In the past 30 years, because of increasing investment by multinational enterprises, East Asian economies have become well integrated into global industrial chains. RCEP will provide more choice for manufacturers and will promote the efficiency and stability of the established chains in the region (the region-wide and global sourcing network with China and emerging players such as Vietnam and Indonesia as key assembly platforms). This facility will attract more Japanese, Korean, and Western enterprises to invest in the RCEP region. It will promote the transfer of enterprises in China to ASEAN, a trend that has been underway for some time. And RCEP will catalyze the development of economic and trade links with resource-rich countries in Africa and Central Asia.
It could become a lynchpin in global trade that because of its inclusive nature contributes to a more friendly environment for European and American companies in the context of the fraught relations between the West and China. "If the agreement can create barrier-free supply chains and promote cooperation among its member states, European enterprises in the region will surely benefit,” Bernd Lange, Chairman of the International Trade Committee of the European Parliament, said. “The European Union has signed bilateral agreements with many RCEP members so it will improve our economic relations with Asia."
Overall, RCEP will further push forward globalization and global governance, providing a boost for economic recovery from the Covid-19. It represents a major opportunity for most countries and enterprises, as well as a challenge to countries in and out of the region, especially for Europe and US. RCEP will roll out and become mature over the next two to three years, developing into a dynamic economic zone.

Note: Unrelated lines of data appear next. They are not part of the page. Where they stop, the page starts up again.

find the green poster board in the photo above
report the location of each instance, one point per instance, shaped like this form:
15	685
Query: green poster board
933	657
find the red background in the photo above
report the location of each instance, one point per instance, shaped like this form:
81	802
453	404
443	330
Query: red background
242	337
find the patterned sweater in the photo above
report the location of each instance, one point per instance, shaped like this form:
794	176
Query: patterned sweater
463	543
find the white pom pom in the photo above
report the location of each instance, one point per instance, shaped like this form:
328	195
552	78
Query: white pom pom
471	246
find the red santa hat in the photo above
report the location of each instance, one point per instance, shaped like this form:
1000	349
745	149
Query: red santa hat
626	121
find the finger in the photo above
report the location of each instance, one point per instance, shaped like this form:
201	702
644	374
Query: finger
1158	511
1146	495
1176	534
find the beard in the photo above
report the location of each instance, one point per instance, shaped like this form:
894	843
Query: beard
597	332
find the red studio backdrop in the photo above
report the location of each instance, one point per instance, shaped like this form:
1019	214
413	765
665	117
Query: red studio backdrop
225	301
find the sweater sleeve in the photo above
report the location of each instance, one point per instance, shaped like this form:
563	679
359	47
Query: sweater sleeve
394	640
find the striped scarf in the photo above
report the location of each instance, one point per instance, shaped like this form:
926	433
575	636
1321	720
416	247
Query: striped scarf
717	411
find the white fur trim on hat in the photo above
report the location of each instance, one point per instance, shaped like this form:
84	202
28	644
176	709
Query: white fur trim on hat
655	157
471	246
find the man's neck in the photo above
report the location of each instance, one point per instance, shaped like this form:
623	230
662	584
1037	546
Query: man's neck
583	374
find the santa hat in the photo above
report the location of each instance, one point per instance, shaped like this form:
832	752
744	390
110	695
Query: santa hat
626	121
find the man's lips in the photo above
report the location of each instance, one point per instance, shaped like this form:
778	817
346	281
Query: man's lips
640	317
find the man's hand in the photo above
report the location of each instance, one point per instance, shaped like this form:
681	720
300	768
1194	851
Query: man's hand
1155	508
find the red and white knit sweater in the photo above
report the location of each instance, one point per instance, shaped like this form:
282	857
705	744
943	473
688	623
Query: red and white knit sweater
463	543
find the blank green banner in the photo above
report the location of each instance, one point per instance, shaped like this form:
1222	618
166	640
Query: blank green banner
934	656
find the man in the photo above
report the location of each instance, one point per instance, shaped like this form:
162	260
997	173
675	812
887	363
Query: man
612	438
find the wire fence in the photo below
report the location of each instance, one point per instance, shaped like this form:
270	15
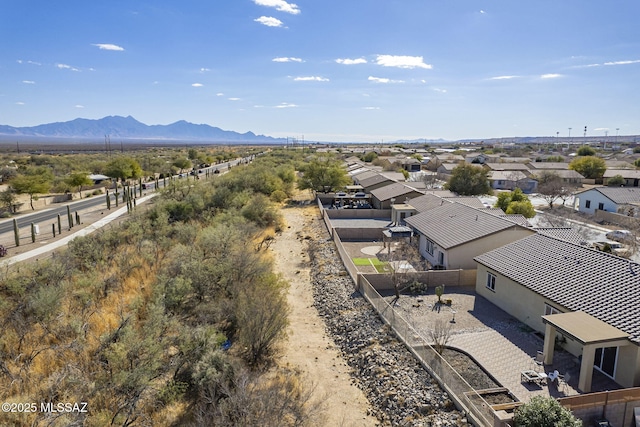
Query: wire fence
466	398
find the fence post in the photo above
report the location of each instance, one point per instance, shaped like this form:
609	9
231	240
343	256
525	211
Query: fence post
16	232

The key to its success will be how well members avoid along external political factors to interfere in its implementation. China and Japan, the two largest economies in the region, will play fundamental roles. Japan is already the key driver of the CPTPP, which China has applied to join. RCEP could well play a significant role in addressing the friction not just in the global economy and the multilateral trading system but that created by the US-China strategic competition and the disputes between China and the West.